Concentrated Solar Power
Grid-connected concentrated solar power (CSP) technologies are a viable alternative for renewable energy providers. A key advantage of concentrated solar power (CSP) systems is their close resemblance to utility-scale power plants in terms of steam cycle equipment and systems. In a CSP facility the concentrated power of the sun is substituted for the combustion of fossil fuels.
Two of the most common types of CSP plants are the parabolic trough and the solar power tower. These applications require special purpose pumps, mechanical seals and valves to reliably handle superheated molten salts, HTF and water. Flowserve supplies the CSP industry with the most comprehensive package of equipment, technical support and services available.
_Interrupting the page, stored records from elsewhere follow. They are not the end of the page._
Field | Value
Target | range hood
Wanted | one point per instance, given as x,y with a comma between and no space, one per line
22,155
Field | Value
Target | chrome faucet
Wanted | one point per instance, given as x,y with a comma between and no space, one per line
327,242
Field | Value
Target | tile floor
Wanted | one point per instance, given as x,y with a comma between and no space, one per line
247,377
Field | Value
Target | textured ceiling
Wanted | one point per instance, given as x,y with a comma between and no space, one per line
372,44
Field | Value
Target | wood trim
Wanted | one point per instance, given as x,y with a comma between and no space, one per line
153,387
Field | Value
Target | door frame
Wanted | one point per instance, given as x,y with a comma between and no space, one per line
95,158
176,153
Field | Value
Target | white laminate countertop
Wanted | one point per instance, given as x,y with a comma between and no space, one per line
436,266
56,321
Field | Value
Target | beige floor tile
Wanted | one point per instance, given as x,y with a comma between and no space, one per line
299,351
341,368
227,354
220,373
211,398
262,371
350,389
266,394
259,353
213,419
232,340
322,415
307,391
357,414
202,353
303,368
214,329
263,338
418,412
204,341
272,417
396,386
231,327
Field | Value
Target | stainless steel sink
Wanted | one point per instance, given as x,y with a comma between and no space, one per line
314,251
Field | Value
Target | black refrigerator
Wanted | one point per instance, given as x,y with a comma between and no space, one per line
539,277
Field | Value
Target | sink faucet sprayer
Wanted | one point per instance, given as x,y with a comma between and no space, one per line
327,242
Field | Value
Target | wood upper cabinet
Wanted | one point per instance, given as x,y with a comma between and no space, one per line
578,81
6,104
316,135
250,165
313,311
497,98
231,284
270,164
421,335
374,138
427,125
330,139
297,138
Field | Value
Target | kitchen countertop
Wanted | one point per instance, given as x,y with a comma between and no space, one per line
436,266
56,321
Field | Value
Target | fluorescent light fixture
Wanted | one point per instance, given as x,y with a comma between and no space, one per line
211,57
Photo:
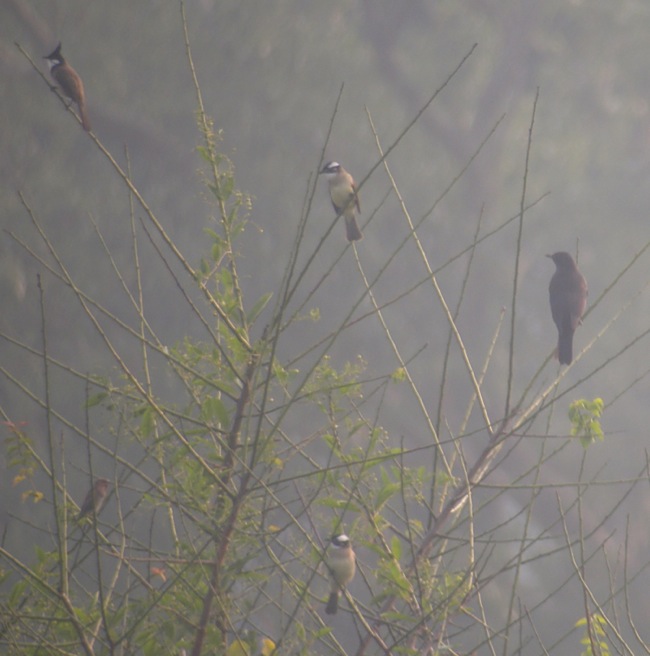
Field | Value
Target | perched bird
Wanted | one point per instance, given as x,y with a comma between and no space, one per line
568,295
95,497
343,193
341,563
70,82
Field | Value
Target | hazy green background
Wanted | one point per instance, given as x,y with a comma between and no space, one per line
270,73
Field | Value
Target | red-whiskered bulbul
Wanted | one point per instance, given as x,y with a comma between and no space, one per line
70,82
341,563
345,199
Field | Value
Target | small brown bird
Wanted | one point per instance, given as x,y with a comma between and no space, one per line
343,193
568,296
95,497
341,562
70,82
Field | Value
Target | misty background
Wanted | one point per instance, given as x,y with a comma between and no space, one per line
270,74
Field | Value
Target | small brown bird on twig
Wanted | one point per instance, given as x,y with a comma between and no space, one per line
96,497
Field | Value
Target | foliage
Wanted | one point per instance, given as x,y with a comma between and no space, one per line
585,420
235,450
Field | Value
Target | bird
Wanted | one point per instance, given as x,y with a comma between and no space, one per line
344,197
341,563
70,82
95,497
568,295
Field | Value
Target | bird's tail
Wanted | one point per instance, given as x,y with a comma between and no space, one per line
352,229
332,603
85,121
565,347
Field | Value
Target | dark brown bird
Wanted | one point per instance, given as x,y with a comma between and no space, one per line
69,81
568,295
95,497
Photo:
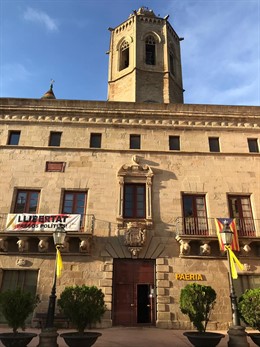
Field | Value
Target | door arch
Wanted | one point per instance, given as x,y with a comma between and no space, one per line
133,292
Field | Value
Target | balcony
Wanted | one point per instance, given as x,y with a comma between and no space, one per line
195,226
198,236
36,240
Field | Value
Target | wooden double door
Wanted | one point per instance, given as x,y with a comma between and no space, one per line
133,292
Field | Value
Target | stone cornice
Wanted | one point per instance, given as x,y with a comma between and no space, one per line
129,114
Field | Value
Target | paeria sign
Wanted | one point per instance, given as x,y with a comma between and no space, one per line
188,277
42,222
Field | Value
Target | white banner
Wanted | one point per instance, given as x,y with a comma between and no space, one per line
42,222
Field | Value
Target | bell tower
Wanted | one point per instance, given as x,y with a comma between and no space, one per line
145,60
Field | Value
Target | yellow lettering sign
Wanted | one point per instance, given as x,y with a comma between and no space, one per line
188,277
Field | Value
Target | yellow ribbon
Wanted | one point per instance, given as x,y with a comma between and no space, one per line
59,264
233,261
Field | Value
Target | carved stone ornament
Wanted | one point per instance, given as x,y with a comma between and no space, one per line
135,237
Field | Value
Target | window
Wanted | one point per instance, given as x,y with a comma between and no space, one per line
172,68
174,143
26,201
54,166
124,55
55,138
95,140
135,193
214,144
253,145
24,279
74,203
240,208
244,282
150,50
13,138
195,215
134,200
135,141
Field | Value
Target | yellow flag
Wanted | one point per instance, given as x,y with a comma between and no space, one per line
59,265
233,261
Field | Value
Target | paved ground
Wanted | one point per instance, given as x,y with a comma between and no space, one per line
135,337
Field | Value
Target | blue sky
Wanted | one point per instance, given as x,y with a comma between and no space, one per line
67,41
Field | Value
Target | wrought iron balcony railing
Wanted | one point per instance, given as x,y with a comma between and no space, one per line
87,222
196,226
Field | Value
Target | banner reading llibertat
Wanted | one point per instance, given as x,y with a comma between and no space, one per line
42,222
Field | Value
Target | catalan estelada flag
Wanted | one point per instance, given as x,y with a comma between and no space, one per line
59,264
220,222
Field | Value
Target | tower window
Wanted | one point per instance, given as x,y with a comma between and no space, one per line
150,50
95,140
135,141
14,137
55,138
172,68
174,143
214,144
124,55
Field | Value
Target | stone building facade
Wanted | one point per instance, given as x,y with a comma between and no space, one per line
148,180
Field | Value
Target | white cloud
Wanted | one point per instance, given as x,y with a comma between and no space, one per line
15,72
40,17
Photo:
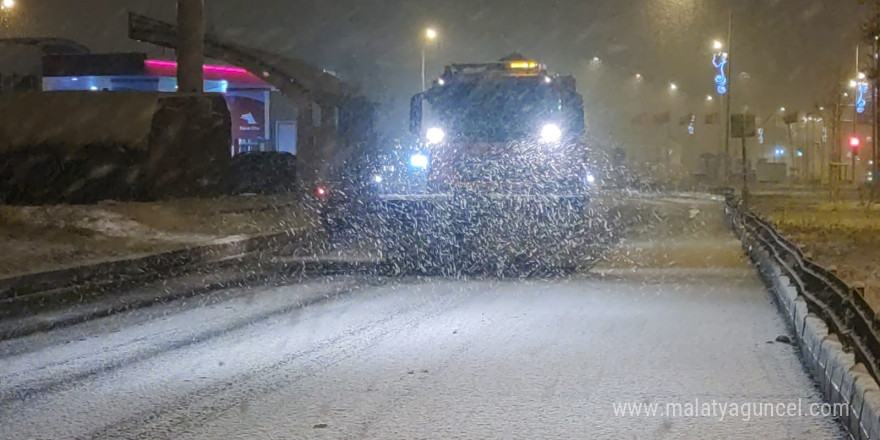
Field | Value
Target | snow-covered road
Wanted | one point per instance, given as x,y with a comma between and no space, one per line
675,316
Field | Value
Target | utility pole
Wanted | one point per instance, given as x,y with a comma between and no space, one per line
190,45
874,150
729,94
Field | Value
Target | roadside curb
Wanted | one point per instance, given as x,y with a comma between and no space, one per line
33,283
841,380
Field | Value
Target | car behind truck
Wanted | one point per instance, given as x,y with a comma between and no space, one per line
500,174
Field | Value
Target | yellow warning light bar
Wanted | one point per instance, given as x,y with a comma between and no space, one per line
523,65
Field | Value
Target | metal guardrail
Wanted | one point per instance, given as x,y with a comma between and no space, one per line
841,307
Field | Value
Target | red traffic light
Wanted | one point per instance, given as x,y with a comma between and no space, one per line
855,142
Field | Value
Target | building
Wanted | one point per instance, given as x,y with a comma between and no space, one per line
262,118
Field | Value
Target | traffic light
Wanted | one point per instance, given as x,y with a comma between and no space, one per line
855,142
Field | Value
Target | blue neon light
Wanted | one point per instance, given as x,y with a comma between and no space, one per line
719,60
861,102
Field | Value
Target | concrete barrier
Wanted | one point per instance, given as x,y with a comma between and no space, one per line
841,379
82,147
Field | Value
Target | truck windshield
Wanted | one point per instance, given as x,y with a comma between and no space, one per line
498,111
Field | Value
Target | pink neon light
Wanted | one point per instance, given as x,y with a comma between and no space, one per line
208,67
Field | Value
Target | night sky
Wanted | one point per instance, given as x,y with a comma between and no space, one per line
791,50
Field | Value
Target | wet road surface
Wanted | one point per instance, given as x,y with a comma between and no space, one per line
674,316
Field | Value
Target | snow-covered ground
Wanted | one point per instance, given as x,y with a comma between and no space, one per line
841,232
675,316
41,238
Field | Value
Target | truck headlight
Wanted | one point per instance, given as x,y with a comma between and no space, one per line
419,161
435,135
550,133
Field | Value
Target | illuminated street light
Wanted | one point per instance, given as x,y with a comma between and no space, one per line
431,36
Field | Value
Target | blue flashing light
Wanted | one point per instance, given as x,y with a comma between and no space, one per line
861,102
719,60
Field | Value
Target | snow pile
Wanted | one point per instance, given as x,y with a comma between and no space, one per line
40,238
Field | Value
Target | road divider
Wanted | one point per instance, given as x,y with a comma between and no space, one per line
835,329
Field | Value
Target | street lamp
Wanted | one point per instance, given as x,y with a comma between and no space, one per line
430,37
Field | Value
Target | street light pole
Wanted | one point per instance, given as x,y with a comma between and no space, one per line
729,93
430,36
190,45
424,61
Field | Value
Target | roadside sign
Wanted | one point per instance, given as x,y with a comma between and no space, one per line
742,126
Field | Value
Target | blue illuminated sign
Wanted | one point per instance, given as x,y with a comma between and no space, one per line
861,102
719,60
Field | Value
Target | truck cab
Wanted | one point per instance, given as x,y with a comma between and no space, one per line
501,127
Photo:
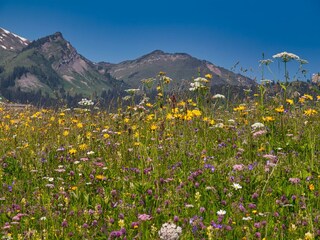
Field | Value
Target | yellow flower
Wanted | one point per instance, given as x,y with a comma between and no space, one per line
290,101
310,112
311,187
279,109
72,151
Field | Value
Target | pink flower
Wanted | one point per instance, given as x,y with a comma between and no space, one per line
259,133
294,180
238,167
144,217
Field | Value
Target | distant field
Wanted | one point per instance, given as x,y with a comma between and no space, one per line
201,168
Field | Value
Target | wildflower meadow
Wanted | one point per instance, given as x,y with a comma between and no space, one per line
200,167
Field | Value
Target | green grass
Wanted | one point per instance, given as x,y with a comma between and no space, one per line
76,174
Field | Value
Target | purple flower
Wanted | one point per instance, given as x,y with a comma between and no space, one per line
144,217
64,224
294,180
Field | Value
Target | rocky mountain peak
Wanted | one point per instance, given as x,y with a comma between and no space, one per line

Solar power towers employ vast arrays of flat mirrors called heliostats that track the sun and reflect its energy back to a central point. The concentrated light is directed at the top of a tower where a collector full of a circulating liquid carries the heat away. The liquid, typically molten salt, is pumped into large vessels where it can be used to produce steam right away, or stored to generate electricity at a later time.
Parabolic trough plants utilize multiple rows of parabolic reflectors that concentrate the sun’s energy onto metal tubes filled with a heat-conducting fluid, typically a heat-transfer fluid (HTF). The hot HTF is pumped into a heat exchanger where steam is produced for powering a turbine and generator.